The Humantay lagoon (or Umantay, both are common) offers one of the most spectacular landscapes along the Salkantay Trail: a lake with an incredible turquoise color, right at the foot of the Humantay, in the Vilcabamba mountain range, at an altitude of 4200 meters.

We took the excursion accompanied by a guide and, having arrived at our destination, we were involved in a thanksgiving ceremony typical of the Quechua culture. Here, on the shores of the lake, we gather a moment to make an offer to Pachamama, the Mother Earth: it is a very ancient rite, which consists in  collectong in a package some food which is then burned. Finally, the guide has taken three coca leaves and made a fan shape: in this way is represented the bond between the earth (towards which the petiole is directed), the sky and the sun (indicated by the tips of the leaves), uniting all the elements of the ritual.

Finally, we went down a very steep path to the starting point, where the tent set up for lunch with guides and other hikers awaited us.

Visiting the Titicaca lake and the Islas Flotantes

Our itinerary in Peru then continues towards Lake Titicaca, one of the most famous destinations in this country. And rightly so: the lake is in fact one of the largest in the world (to be precise, it is at the eighteenth place in this ranking) and represents almost a world of its own. It stretches between Peru and Bolivia, at an altitude of 3812 meters above sea level and is the highest navigable lake in the world.
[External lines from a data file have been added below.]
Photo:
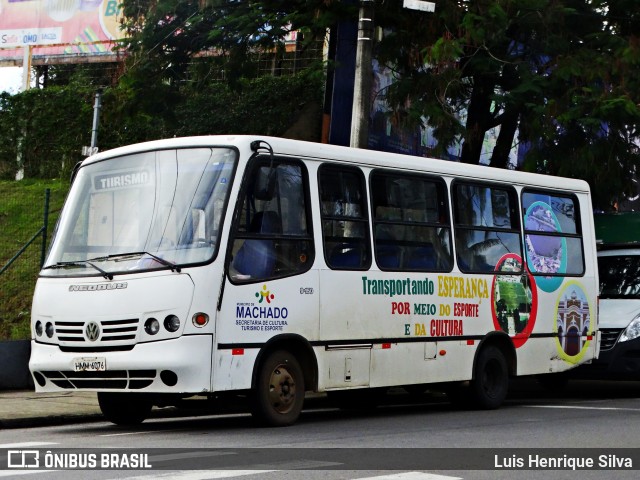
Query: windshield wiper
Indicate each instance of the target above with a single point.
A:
(80, 263)
(174, 267)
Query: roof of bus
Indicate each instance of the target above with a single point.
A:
(354, 156)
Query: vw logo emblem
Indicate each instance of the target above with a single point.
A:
(92, 331)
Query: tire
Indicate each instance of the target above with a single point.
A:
(125, 409)
(278, 394)
(491, 379)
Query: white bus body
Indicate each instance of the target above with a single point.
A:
(271, 267)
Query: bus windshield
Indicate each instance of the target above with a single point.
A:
(146, 211)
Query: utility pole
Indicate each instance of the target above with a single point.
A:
(363, 77)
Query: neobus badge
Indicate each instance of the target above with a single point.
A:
(124, 179)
But what makes it truly unique is the presence of the floating islands inhabited by the Uros population. The Uros are a pre-Inca population and have taken refuge on the waters of the lake to escape their enemies, including the Incas. Here, on the water, they have begun to build real "floating" islands - the Islas Flotantes -, so called because they can rise and fall adapting to the change in the water level of the lake, as well as changing position because they function as the big barges.
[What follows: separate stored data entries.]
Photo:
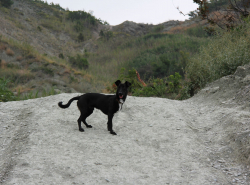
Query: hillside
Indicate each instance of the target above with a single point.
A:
(202, 140)
(40, 47)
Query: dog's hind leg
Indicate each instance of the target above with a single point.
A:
(84, 117)
(79, 123)
(110, 125)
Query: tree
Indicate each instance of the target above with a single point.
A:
(224, 17)
(6, 3)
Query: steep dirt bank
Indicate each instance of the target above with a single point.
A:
(203, 140)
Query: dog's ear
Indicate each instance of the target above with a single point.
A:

The islands are built with the totora, a plant that the Uros use in every possible way: as a building material for houses and boats, but also as food. These islets are rather small, in fact about 20/30 people live there, and are connected to each other forming a sort of mobile archipelago.
To visit the Titicaca the best point of support is the town of Puno, on the western shore of the lake, from which the motorboats depart to reach the islands.

Itinerary in Peru, last stop

Our trip to Peru ended in Huacachina, a small oasis in the middle of the Peruvian desert. From Puno we returned to Lima by plane and from there we took a bus that took us to Ina, the closest town to the oasis, in about four hours. Here you can try sandboarding - or snowboarding on the sand - and ride a quad bike on the dunes: a light and fun conclusion to a journey that has given us endless emotions.